Seriously though, this is hilarious. Count the number of blame assignments in the article:
- council chiefs were blamed for not gritting enough.
- transport chiefs were blamed for being generally crap (my personal choice. National Express East Anglia couldn't even be bothered to keep a proper website up and running. I haven't bothered linking to their site as there's a good chance it won't be up. F*** 'em.)
- Boris Johnson was blamed for ordering the suspension of all London bus services, unprecedented since the Blitz.
- Boris blamed a huge volume of snow and a lack of snow ploughs.
- Local councils claimed the snow was too heavy for their snow ploughs to work.
- 'The wrong kind of snow' got blamed (resurrecting the classic British Rail excuse of 1991).
- One council leader blamed a lack of overnight traffic overnight followed by a lot of cars in the morning, which 'compacted the snow'. (??)
- Motorists blamed the Highways Agency for not gritting properly.
- The Highways Agency blamed HGVs for blocking roads.
- TfL blamed local councils for not keeping the 95 percent of the road network which they are responsible for, gritted.
- The chairman of the Local Government Association's Environment Board blamed 'other organisations' for scapegoating local councils.

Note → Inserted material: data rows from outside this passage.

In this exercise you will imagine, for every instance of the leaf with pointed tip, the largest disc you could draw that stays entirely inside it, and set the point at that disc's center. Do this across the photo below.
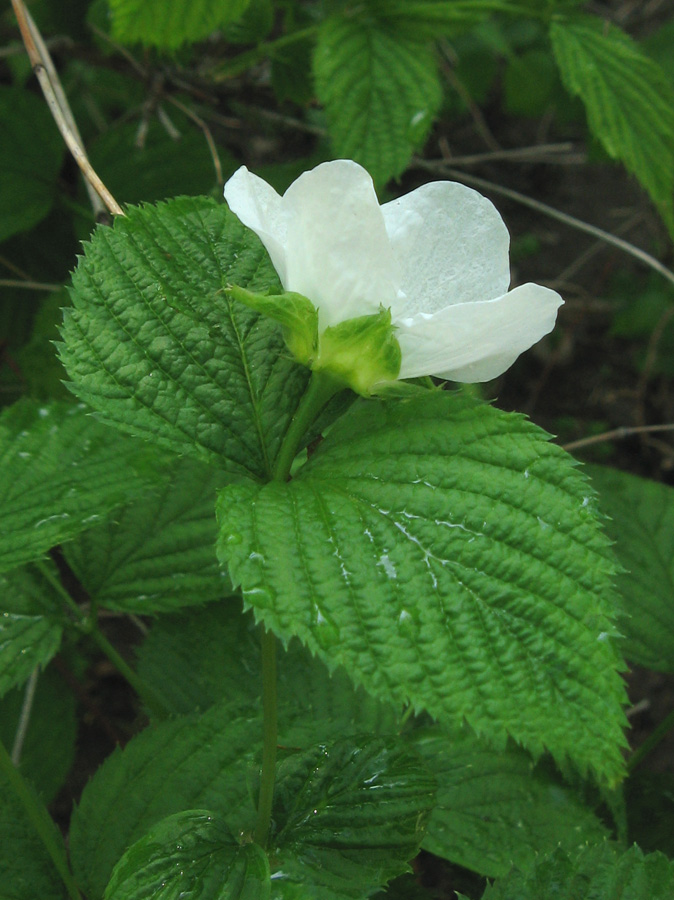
(60, 470)
(628, 98)
(602, 872)
(193, 660)
(155, 345)
(49, 746)
(26, 869)
(190, 854)
(380, 90)
(495, 808)
(198, 761)
(153, 24)
(349, 817)
(642, 525)
(156, 554)
(30, 624)
(439, 542)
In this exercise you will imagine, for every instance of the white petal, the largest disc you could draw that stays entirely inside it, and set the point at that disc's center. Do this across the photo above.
(337, 250)
(259, 207)
(473, 342)
(451, 246)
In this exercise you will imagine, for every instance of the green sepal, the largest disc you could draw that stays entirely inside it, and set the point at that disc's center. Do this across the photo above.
(296, 314)
(361, 352)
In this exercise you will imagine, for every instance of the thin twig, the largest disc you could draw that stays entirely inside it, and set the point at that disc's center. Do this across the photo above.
(591, 252)
(24, 718)
(539, 153)
(608, 238)
(617, 434)
(59, 107)
(30, 285)
(652, 349)
(475, 112)
(199, 122)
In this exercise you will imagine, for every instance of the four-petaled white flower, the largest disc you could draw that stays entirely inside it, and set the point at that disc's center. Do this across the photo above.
(437, 257)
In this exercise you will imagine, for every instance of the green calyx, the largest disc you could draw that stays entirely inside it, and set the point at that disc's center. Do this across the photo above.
(296, 314)
(361, 352)
(358, 353)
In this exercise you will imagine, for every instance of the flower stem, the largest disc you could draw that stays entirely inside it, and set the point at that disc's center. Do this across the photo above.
(321, 388)
(89, 625)
(40, 820)
(270, 731)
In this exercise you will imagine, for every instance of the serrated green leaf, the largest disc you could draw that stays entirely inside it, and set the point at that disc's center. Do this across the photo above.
(191, 854)
(349, 815)
(156, 554)
(642, 525)
(193, 660)
(49, 746)
(31, 152)
(31, 623)
(602, 872)
(27, 640)
(154, 344)
(438, 542)
(61, 470)
(496, 809)
(380, 90)
(628, 99)
(26, 870)
(156, 24)
(37, 359)
(198, 761)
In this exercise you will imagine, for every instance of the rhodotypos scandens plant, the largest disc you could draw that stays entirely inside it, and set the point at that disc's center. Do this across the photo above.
(431, 554)
(436, 258)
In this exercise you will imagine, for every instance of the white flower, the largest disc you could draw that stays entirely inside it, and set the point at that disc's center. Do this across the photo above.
(437, 257)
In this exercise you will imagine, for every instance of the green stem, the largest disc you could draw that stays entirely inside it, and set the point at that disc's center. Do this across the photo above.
(90, 626)
(321, 388)
(648, 745)
(270, 731)
(41, 821)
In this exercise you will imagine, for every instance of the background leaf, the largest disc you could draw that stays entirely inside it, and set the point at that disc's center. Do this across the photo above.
(602, 872)
(49, 746)
(31, 153)
(60, 470)
(154, 344)
(497, 809)
(628, 99)
(443, 542)
(30, 624)
(26, 871)
(193, 660)
(153, 23)
(190, 854)
(642, 526)
(380, 90)
(191, 762)
(350, 816)
(163, 167)
(158, 553)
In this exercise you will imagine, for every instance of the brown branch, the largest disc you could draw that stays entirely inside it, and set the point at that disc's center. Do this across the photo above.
(60, 109)
(617, 434)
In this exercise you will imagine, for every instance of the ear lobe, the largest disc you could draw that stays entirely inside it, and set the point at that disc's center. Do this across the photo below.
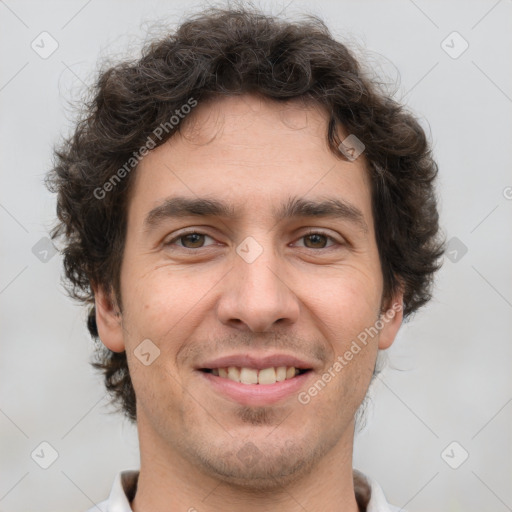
(108, 320)
(392, 319)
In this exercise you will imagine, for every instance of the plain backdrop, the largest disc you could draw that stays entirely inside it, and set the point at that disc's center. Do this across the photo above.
(439, 425)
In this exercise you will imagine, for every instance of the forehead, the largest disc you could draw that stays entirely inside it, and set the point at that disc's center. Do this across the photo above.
(253, 153)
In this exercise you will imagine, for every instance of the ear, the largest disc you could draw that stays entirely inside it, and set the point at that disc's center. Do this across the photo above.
(108, 320)
(392, 317)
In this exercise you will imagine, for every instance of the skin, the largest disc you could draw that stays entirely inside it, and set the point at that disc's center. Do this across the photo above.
(304, 296)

- The Shadow Transport Secretary blamed the Government.
- Peter Mandelson blamed xenophobic strikers.
- I blamed Peter Mandelson.
- A worker at Waterstone's bookstore in Oxford Street blamed the rest of the world.
As Alan Partridge might have said: "this country..."

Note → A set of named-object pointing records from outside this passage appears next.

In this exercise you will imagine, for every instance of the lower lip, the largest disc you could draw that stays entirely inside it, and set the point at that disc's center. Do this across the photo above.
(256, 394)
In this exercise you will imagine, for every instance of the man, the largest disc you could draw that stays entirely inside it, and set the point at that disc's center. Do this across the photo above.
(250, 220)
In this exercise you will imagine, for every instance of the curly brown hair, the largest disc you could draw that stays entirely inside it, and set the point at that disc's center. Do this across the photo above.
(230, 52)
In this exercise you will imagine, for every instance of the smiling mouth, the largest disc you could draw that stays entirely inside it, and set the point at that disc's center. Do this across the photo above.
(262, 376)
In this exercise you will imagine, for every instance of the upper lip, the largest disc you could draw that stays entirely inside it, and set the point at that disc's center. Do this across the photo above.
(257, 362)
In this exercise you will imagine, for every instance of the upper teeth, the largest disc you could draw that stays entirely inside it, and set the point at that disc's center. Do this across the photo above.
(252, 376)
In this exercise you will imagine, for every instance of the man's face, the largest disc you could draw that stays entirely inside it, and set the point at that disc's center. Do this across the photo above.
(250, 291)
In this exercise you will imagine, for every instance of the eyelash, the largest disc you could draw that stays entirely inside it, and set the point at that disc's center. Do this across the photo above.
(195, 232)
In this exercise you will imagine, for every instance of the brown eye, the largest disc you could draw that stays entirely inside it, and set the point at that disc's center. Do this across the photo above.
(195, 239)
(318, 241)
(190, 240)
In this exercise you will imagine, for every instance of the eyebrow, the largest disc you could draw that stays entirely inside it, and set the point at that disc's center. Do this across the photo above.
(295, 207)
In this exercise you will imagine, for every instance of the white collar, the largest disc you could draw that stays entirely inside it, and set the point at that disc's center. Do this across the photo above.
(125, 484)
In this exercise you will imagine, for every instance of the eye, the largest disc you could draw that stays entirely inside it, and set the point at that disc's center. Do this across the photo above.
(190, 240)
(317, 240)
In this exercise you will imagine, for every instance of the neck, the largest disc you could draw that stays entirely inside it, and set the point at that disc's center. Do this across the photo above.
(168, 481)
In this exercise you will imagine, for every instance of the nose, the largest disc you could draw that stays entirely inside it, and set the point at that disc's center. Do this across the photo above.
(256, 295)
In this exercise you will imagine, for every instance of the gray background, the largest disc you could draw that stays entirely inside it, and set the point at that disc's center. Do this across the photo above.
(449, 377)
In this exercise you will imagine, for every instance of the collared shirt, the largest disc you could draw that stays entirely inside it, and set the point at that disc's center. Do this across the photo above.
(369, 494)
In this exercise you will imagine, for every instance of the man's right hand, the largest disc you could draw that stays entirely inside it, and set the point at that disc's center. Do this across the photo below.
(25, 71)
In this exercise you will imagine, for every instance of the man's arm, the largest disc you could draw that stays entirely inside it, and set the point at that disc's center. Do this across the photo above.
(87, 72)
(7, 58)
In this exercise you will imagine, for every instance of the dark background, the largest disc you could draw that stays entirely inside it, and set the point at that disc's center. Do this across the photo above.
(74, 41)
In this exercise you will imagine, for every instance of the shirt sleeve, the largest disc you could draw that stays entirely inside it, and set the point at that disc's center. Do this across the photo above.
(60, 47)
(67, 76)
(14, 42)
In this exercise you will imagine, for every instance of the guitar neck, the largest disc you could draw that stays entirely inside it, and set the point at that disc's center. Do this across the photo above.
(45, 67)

To quote the I Ching: "no blame".
1 comment:
Brilliant!
At work, I've got four Polish and one Canadian at my 'management level'. All were agreed on the essential hilarity of the situation, and that their countries would shut down if the response to the onset of 'extreme weather' were so inept.
Plenty of blame to go round, but one things for sure. It's the last thing the country needed when we're facing the worst economic conditions for more than 150 years!